Moors for the Future Partnership scientists, Tom Spencer and Dave Chandler, have led a huge effort by volunteers and staff to plant 15,000 sphagnum plants on a monitoring site on Kinder during the harsh winter and spring of 2018.
The site was a two hour hike from the roadside, with everyone doing their bit to carry the heavy plug plants and equipment.
“It’s definitely a team strengthening exercise because there’s this sense that you’re all in it together” says Dave. “The weather can make the task hard and challenging so you’ve all got to pull together. When someone is feeling low we band together to pick them up."
“I find that taking some cake for everybody to share is a good one for lifting spirits, especially when the sleet is blowing sideways!” adds Tom. “A lot of the time we’re there with volunteers so you’re very aware that they are giving up their time to help you with the job, and it’s not an easy job. The volunteers are so inspiring because they just get on with it and are always keen to do whatever is needed. How can you not be happy working with people like that?”

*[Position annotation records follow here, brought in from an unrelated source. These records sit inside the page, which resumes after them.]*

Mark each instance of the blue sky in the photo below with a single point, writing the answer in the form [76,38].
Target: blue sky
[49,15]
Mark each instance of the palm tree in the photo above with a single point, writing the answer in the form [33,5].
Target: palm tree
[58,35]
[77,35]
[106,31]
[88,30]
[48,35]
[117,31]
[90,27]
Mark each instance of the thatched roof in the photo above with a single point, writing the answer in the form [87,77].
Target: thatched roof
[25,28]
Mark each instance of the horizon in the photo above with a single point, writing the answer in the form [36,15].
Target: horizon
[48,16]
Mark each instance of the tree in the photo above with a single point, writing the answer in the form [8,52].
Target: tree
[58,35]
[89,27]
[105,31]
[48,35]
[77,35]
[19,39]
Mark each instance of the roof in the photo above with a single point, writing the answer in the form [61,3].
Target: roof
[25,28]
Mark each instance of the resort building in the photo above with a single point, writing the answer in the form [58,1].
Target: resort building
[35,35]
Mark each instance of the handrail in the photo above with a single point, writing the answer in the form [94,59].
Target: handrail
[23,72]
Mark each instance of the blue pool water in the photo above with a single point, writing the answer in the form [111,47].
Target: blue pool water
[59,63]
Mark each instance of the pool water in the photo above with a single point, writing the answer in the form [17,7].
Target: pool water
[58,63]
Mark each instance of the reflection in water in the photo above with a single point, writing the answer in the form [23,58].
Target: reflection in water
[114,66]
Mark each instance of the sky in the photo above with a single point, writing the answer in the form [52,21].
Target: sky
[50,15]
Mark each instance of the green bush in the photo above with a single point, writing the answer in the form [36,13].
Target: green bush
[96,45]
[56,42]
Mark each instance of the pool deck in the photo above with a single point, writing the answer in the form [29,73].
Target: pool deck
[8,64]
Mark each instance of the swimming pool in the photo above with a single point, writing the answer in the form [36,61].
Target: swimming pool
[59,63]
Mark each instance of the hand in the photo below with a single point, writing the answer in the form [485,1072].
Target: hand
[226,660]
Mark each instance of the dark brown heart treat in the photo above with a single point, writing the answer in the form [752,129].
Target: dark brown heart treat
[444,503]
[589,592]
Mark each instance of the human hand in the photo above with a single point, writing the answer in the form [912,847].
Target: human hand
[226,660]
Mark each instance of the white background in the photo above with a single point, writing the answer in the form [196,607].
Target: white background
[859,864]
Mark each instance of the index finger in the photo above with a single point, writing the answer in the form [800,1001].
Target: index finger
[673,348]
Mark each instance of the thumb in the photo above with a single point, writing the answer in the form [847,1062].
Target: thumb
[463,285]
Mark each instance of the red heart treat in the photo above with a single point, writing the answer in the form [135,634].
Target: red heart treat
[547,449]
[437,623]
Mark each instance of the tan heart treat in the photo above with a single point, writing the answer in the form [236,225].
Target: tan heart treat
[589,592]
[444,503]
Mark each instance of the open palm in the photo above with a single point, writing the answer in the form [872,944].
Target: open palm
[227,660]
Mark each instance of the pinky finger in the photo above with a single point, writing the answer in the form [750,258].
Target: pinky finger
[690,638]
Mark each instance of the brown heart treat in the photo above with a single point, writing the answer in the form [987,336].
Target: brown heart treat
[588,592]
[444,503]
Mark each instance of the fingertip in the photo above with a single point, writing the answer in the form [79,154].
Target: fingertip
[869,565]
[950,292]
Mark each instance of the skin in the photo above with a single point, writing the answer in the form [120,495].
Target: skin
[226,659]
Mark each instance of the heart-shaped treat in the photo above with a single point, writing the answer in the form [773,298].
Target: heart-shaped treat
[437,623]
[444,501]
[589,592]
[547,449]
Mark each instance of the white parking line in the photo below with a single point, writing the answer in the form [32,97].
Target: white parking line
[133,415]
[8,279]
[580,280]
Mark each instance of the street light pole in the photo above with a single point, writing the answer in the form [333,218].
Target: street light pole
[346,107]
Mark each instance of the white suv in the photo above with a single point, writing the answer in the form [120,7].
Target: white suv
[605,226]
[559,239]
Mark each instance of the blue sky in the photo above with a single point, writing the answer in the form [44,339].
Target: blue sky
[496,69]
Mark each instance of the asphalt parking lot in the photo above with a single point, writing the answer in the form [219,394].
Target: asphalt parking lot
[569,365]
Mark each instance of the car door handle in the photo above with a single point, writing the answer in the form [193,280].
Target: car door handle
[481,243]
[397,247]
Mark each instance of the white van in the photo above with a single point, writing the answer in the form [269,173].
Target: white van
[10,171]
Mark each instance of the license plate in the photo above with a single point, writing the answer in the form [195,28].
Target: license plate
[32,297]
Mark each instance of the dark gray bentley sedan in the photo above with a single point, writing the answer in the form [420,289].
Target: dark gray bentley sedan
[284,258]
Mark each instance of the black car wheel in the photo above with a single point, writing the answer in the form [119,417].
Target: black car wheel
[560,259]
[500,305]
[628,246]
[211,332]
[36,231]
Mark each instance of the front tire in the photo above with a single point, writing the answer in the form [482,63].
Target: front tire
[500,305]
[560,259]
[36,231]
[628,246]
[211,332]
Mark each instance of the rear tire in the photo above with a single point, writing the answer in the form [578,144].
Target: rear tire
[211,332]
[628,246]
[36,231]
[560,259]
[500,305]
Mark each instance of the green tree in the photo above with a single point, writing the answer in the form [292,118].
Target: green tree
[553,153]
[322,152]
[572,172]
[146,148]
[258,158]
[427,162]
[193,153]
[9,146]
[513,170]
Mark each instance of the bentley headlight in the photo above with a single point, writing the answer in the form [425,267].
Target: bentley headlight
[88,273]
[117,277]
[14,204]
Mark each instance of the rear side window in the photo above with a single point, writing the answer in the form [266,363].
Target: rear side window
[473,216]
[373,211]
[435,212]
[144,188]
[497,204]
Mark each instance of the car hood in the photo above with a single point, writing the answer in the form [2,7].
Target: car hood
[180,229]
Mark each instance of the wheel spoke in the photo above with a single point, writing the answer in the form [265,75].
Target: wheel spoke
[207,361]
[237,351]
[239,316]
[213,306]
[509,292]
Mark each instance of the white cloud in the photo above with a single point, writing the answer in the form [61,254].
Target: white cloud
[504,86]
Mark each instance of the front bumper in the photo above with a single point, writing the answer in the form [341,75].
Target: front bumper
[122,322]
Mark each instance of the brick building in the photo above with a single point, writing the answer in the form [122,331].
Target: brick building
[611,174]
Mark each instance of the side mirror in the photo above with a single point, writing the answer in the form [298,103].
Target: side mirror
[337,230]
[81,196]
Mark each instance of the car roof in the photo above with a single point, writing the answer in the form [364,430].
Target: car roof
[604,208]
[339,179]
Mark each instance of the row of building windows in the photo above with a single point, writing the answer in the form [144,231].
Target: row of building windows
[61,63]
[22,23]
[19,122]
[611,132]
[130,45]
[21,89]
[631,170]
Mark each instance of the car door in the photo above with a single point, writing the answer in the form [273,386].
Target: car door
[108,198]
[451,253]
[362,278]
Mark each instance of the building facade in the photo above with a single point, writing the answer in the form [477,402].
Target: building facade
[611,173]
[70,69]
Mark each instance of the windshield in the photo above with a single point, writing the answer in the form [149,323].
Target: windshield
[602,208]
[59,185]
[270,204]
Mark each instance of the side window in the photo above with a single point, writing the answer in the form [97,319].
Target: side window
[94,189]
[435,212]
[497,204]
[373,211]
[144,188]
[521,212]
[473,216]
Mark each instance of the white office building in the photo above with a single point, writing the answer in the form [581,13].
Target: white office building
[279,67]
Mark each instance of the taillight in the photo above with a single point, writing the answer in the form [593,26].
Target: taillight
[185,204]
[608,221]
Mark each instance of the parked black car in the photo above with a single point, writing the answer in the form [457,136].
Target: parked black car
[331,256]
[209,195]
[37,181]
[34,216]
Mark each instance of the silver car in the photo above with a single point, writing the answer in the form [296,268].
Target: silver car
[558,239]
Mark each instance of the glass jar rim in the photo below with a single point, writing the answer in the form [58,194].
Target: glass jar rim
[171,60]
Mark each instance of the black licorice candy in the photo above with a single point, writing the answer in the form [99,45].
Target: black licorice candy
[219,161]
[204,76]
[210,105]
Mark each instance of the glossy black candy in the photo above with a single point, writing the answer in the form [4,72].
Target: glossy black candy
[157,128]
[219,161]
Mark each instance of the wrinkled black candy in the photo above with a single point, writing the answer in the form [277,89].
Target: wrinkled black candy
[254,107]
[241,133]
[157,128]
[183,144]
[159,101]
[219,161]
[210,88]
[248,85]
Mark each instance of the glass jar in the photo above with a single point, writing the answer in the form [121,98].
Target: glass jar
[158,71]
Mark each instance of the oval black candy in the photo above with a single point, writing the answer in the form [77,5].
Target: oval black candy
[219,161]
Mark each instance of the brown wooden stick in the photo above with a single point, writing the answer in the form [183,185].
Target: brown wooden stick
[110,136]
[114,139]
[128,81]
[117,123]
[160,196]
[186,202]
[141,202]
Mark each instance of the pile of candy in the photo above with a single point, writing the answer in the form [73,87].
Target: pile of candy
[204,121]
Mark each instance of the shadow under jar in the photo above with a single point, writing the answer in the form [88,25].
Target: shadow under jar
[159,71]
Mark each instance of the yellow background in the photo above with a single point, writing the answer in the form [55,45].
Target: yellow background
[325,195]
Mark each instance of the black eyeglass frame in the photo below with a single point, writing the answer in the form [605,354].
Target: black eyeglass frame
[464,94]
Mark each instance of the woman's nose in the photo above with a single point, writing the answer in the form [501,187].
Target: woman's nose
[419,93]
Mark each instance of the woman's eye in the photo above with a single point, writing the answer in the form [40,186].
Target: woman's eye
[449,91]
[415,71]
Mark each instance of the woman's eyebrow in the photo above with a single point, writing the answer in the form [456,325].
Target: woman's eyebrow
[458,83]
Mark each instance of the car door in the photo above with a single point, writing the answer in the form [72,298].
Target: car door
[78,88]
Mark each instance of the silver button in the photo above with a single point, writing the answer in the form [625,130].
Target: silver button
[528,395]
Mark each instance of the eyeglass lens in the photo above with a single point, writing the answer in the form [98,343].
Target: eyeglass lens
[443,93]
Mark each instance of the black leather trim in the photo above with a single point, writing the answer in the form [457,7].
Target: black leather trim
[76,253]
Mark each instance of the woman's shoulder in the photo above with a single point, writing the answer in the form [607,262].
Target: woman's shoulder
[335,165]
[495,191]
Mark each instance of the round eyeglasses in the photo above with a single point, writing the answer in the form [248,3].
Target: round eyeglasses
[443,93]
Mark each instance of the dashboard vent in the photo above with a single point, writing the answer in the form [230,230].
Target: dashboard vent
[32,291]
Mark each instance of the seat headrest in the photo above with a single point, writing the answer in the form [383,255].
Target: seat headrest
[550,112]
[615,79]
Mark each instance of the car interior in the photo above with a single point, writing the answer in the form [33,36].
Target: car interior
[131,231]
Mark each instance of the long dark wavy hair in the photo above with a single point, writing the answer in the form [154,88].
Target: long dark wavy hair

The sphagnum plugs have been planted on a special ‘monitoring’ site on Kinder. The plugs were planted very densely at only 15cm apart. This is so the bog can start functioning as a healthy blanket bog as soon possible so that the team can monitor the effects of sphagnum moss on slowing the flow of rainwater.
But it’s not always happy days. “Despite the fact that we’re scientists, we miscounted and took one thousand too many sphagnum plugs up the hill! It’s a steep climb up to the site and carrying the sphagnum plugs makes it physically challenging and so having to carry a thousand of them back down was a bit disheartening,” says Dave. “Things like that can get you down when you’re low on morale and it’s on those days you need to remember why you’re doing what you’re doing”.
“I suppose that’s the key to motivation. You can often feel hopeless in the face of all the environmental problems in the world. Like how can I make a difference to something as massive as climate change? But that’s the point. My work means I am making a difference to the environment because of all the benefits healthy blanket bogs provide. I’m planting the sphagnum today. The sphagnum makes peat. And peat locks carbon in the ground. So I am helping to combat climate change. That’s what gets me up that hill when it’s sleeting sideways” says Tom.
“That and the cake of course!” laughs Dave.